A group gathers, and has agreed beforehand that each in attendance will ultimately surrender his or her own personal position on any given issue to the will or “consensus” of the group after *processing to consensus* through dialog. In a Christian setting, the presupposition is that the group’s will determines “the will of God”. The group’s “facilitator”, whoever that may be, mediates between sides, be they “good and evil”, “for and against”, “republican and democrat”, “liberal and conservative”, etc., whatever the case may be, often instigating heated confrontations between the opposing sides for the purpose of suggesting compromise as the perfect solution to restore and maintain the peace and the relationships of everyone involved. The resulting outcome or *consensus* is then re-introduced if necessary, at the next meeting for more “Praxis,” more dialog and more compromise until another “consensus” is reached. Then the”process” repeats all over again…and again…and again until the facilitator’s desired outcome is achieved. Over time, the convictions and concerns anyone may have had originally are processed away beyond recognition or relevance leaving one and all to accept the facilitator’s pre-determined outcome as the consensus of the group. It’s no longer a question of what is right or wrong, good or bad, lawful or unlawful, but rather HOW WE ALL FEEL ABOUT IT…no absolutes, no conscience, no convictions, no laws, no Constitution, no Bible and NO GOD!!!…only consensus….and a contrived consensus at that. Pretty slick huh? That’s the Hegelian Dialectic.”
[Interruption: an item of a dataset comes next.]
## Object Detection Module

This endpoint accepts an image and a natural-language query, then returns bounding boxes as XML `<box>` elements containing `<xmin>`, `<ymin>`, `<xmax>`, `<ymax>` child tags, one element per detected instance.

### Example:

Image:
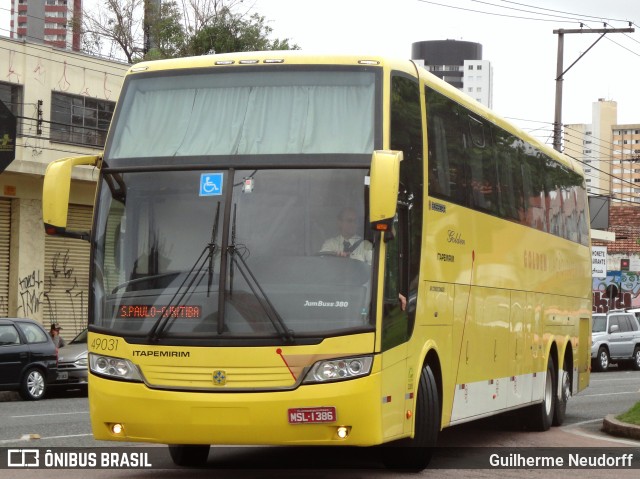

That’s what happened at this meeting: Melissa wanted a reduction in services. The team has decided they don’t want that and hoped to win Melissa over with the supposition that they know what’s best and to keep good relationships between the team and Melissa. After a while they suggested the preschool option, hoping to get her to agree to what they had already decided would be best for her son. That’s the Hegelian Dialectic in action, and Melissa almost got caught in it.

Melissa prevailed and also brought them up short with this comment:

“What you are saying—what several of you have articulated very clearly—is that you agree that because we do so much work with Wonderboy at home, and because his life is filled with so many other appointments eating up our time, and because he is making such terrific progress, it makes sense to cut back to one speech therapy session a week. But you say you can’t agree to that change because it doesn’t look good on paper. Pam, what you said was, ‘On paper it’s hard to justify a reduction of services for a child with that level of need.’ So what I’m hearing is that you are going to stick to a decision we all agree is not in the best interests of this specific child, because of a fear of how it looks on paper.”

Not only were they working the Hegelian dialectic on her, but they were also victims of it themselves. She’s right-how silly to be afraid of how something looks on paper.

Now I know why the Bible has so many verses on not being afraid of man, and how important it is to have a strong mind and not be taken in by the words of others.